The 124 patients were waiting in curtained-off cubicles and found their distress levels decreased, and their perceived comfort levels increased after interacting with the spaniel, a certified St. John Ambulance Therapy Dog and its handler. The distress of patients meeting Murphy decreased regardless of the length of their wait.
Patients filled out questionnaires about their well-being and feelings before and after meeting Murphy. The most common themes were feeling 'happy,' 'okay,' 'better' and 'calm,' and 80 percent expressed happiness during the visit and said they felt calmer after the visit.
Sixty-six percent of those visited by Murphy patted him, stroked him or cuddled him. One patient gave the dog a massage, and some snuggled up to him or let the dog put his head on their chest. In almost a quarter of cases, the dog's 'intuition' when interacting with a patient was noted.
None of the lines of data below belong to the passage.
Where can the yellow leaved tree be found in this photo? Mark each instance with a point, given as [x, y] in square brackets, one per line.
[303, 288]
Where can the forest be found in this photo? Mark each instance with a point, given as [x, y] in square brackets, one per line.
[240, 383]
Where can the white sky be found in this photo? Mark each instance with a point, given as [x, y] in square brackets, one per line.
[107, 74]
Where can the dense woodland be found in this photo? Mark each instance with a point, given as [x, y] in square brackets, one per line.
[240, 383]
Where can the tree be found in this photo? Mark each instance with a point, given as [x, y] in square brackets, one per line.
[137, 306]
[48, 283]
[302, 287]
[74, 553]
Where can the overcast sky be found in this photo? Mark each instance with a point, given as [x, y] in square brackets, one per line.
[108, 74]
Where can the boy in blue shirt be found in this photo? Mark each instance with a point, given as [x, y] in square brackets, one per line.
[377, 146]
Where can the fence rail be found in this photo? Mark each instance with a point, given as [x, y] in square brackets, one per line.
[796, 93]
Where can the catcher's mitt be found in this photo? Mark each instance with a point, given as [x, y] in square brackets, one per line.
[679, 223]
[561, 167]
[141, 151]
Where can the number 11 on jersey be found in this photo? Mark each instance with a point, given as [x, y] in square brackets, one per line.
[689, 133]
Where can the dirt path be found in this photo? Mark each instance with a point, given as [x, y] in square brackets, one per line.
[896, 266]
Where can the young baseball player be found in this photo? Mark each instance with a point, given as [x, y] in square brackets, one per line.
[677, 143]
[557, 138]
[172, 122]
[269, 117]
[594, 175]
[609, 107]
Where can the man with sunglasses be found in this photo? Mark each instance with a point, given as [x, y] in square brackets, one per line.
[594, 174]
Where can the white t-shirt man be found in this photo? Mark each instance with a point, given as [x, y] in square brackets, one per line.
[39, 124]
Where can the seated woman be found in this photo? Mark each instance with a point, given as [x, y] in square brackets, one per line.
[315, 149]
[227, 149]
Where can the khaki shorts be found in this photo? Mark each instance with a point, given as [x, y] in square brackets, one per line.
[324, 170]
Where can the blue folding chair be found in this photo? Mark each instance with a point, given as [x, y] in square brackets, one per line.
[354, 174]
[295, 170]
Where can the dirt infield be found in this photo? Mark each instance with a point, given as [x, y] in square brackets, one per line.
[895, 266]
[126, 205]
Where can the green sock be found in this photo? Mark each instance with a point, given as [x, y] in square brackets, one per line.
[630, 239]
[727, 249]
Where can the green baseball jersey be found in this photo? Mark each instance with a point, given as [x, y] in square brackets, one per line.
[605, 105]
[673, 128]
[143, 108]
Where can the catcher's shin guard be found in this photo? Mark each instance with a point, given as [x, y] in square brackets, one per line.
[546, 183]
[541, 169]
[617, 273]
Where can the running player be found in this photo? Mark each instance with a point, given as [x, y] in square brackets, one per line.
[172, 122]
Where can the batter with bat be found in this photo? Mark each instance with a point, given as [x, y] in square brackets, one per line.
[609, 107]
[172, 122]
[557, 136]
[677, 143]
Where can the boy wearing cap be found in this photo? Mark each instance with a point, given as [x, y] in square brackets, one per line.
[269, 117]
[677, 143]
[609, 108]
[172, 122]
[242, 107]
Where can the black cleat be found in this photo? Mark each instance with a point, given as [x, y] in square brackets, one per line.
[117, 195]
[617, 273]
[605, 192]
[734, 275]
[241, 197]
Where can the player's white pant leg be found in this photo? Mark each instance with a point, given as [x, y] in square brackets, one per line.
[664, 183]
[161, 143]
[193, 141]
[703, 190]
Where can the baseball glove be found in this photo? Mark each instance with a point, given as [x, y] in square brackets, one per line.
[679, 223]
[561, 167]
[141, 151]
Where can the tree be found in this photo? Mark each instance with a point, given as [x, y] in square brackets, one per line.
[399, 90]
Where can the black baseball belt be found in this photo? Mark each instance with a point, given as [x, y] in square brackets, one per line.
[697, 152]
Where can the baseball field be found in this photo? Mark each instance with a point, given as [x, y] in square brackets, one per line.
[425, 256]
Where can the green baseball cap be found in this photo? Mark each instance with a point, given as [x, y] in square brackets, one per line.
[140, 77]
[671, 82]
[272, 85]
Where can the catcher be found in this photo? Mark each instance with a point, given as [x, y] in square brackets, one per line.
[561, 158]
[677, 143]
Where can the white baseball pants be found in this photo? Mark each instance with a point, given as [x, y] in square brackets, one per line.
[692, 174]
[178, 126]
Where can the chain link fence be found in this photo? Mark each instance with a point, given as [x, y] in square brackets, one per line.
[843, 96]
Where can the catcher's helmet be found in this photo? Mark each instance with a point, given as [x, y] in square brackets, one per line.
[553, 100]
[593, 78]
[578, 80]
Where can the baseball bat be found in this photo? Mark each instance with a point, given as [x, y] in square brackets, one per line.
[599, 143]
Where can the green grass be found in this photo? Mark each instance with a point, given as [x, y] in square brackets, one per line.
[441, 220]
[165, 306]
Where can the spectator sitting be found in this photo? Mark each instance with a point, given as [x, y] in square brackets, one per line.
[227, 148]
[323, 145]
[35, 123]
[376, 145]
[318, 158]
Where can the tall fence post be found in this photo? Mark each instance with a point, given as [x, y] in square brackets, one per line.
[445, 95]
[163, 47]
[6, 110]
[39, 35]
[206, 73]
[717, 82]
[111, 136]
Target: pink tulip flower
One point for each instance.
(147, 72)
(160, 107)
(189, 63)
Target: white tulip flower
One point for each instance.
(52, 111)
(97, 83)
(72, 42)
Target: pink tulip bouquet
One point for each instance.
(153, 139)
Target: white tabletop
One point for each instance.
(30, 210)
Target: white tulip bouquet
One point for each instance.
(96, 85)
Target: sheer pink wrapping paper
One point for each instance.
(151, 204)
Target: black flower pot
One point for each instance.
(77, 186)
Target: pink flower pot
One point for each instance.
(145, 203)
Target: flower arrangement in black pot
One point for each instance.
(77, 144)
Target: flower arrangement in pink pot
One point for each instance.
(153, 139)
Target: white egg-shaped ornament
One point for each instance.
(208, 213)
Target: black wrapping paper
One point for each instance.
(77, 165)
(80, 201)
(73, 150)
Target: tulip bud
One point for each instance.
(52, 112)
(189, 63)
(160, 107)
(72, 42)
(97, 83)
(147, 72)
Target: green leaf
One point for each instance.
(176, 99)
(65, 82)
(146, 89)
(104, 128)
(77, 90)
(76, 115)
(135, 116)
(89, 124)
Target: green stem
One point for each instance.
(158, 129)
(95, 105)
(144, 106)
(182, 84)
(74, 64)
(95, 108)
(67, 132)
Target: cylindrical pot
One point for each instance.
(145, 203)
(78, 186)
Logan Fele-Slaferek, a co-author of the paper and patient advocate, met Murphy on several occasions while a RUH inpatient for a recurrent health condition. On one occasion, after a six-month-long treatment program had failed and he was feeling 'crushed and hopeless,' the spaniel jumped on Logan's lap and fell asleep.
"I was a little skeptical about his helping at first, but that all changed five minutes later. The dog picks up on your mood or temperament better than most people would. He helped my recovery immensely. It's something about being next to an animal that exudes nothing but love and kindness," Fele-Slaferek, an undergraduate at USask, said. "The emergency department can be so hectic, but time slows down when you are with a therapy dog. His presence is soothing."
Jane Smith, Murphy's handler, said it is clear the therapy dog enjoys meeting the patients, and sometimes does not want to leave them.
"When Murphy enters the emergency department, the mood changes quickly. You can see patients, doctors, and staff smiling, even before he actually visits anyone," she said. "During the visits he looks at patients with big, brown eyes, settling in to enjoy the pets and cuddles. Sometimes, Murphy needs extra encouragement to leave a patient. It is actually hard to tell who enjoys the visit more."
This preliminary study has led to Dell and her team being awarded a research grant of $20,000 from the Royal University Hospital Foundation to undertake further research at RUH into the impact of therapy dog visits on adult emergency department patients and their experiences of pain.